Currency of South Ossetia

The Zarin (Зæрин) is one of the two official currencies of South Ossetia, alongside the Russian ruble. So far, coins in denominations of 20, 25, 35, 50, and 100 Zarin have been issued along with a 100 Zarin banknote in 2025. While the coins and banknotes are legal tender in the Republic of South Ossetia, their usage is limited, and they are mostly made for collectors. In South Ossetia, the Russian ruble is used in practice. The first Zarin coins were introduced in 2013.

==Coin==
The name derives from the Ossetian word for gold, сыгъзӕрин, syghzærin, shortened to зӕрин, zærin, from the Alanic *zærīñæ.

The National Bank of the Republic of South Ossetia is responsible for the Zarin coins, and they have issued several series of coins, including one commemorating Red Army soldiers from the Great Patriotic War and another showing local Ossetian churches.

20, 25, 35 Zarin coins are made of silver; and 50, 100 Zarin coins are made of gold.
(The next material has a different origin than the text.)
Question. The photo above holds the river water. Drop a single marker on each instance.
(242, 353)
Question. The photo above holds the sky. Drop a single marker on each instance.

The Zarin is legal tender in Russia, South Ossetia and Abkhazia.

==History==
On August 20, 2025, the National Bank of the Republic of South Ossetia announced the first run of 100 Zarin banknotes commemorating South Ossetia's 35th anniversary on September 20. The bank also stated that South Ossetia would be presenting the 100 Zarin banknote to The Maastricht Numismatic and Bonistic Exhibition, a governing body on Numismatics and Bonistics in The Netherlands and that further bills will be introduced at a later date.